Captain Patrick Bierce was killed on 17 September 1901, in the mountains north of the Great Karoo, Cape Colony. A British encampment was attacked by Boer commandos under General Smuts. The commandos were desperate, lacking both supplies and ammunition. In some close fighting among rocks Captain Bierce had half his head blown away. The Boer who shot him at close range had used an explosive Mauser cartridge (generally used for big game) because he had no other ammunition. Later, after the British had surrendered, the Boer found the mutilated officer whom he had shot dead, and was distressed at having had to use such ammunition. He argued to himself, however, that there was not a great deal of difference between killing a man with an explosive bullet and smashing him with a lyddite shell.
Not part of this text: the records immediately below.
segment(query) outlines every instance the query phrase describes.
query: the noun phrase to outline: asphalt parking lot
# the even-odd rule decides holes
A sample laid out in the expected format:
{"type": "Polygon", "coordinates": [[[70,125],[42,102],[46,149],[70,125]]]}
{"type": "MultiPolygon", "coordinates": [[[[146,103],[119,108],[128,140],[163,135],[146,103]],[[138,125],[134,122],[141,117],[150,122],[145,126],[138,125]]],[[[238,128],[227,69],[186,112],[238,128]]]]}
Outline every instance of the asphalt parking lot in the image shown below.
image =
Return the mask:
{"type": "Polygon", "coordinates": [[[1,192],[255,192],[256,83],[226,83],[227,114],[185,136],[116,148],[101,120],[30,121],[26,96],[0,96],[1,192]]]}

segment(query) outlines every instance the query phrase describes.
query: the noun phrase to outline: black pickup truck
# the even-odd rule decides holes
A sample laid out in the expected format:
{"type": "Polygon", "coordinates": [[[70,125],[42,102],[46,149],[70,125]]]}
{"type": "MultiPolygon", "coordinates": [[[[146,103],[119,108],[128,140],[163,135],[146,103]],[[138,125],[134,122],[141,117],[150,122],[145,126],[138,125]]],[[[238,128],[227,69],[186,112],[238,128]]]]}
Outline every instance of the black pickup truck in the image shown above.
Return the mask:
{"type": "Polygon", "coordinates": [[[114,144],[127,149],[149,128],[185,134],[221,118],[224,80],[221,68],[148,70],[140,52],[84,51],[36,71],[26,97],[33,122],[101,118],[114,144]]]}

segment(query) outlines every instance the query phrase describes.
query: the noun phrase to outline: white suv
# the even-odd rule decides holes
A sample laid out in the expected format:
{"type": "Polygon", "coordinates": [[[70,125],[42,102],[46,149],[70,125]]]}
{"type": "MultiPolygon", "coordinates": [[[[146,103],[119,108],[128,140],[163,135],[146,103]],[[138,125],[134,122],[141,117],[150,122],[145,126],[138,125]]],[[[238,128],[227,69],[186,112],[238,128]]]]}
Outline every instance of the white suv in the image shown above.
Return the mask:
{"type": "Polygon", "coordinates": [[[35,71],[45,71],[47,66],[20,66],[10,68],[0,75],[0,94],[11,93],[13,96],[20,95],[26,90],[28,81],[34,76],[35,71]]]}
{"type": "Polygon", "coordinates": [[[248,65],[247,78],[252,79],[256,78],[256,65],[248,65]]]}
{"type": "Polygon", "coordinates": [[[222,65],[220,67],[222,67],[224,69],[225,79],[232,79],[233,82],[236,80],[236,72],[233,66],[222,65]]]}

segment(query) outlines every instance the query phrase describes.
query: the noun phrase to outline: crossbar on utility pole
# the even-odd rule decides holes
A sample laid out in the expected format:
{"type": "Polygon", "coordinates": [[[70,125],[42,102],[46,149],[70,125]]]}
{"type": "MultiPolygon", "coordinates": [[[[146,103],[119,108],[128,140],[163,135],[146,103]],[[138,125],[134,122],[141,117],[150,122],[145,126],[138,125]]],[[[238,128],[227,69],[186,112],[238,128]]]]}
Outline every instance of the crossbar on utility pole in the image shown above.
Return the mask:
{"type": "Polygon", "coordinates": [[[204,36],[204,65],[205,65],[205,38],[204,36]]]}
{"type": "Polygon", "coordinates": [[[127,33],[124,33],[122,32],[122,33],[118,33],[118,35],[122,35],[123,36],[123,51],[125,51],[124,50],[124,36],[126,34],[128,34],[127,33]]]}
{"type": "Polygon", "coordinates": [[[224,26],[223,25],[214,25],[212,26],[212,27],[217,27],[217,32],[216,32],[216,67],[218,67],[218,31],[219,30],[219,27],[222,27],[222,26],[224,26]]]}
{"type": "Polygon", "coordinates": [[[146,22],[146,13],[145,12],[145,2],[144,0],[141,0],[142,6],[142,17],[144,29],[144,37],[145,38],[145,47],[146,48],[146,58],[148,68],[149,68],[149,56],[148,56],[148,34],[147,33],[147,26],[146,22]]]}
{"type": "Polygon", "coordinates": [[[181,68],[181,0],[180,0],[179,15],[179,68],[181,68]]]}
The colonel who broke to Beatrice the news of her husband’s death said: We soldiers count as our gains—our losses. Those men we love most to honour are those who die in a great cause.
What afflicted her was the shock which she imagined her husband feeling at his own death. She imagined him dying in mortal disappointment. But the fact that their life together was over impressed her too as a gain rather than as a loss. She could leave Africa. She could leave him. She could leave his brother officers.
I do not know for how long the relationship between Jocelyn and Beatrice had been incestuous.
I do know that Beatrice must have married Captain Bierce in order to simplify her life.
The power which Jocelyn exercised over his sister was essentially the power of the elder brother of childhood prolonged into adult life. He was protective and possessive; he was the moral arbiter in a world he knew better than she. Her virtue must lie in her obedience to him and her indifference to the judgement of others. Yet after adolescence this power of his over her depended upon her collaboration. More than that—this collaboration contributed more to their relationship than any adult ability on his part to be masterful. His domination was the result of her willing it for him. Hence the strangely circular nature of their moods and intimacy …
Into this circle stepped Captain Bierce, confident, huge, beaming, straight-speaking—simple and uncomplicated as only a man in uniform can appear to be. He courted her. He knelt before her and said he was her servant—her giant servant. He worshipped, he said, the very ground on which she trod.
He seemed to demand neither connivance nor complicity. Instead he asked her formally for the gift of her hand in marriage. The conventional metaphors became persuasive in their very simplicity. Leading her by the hand, he would show her the world.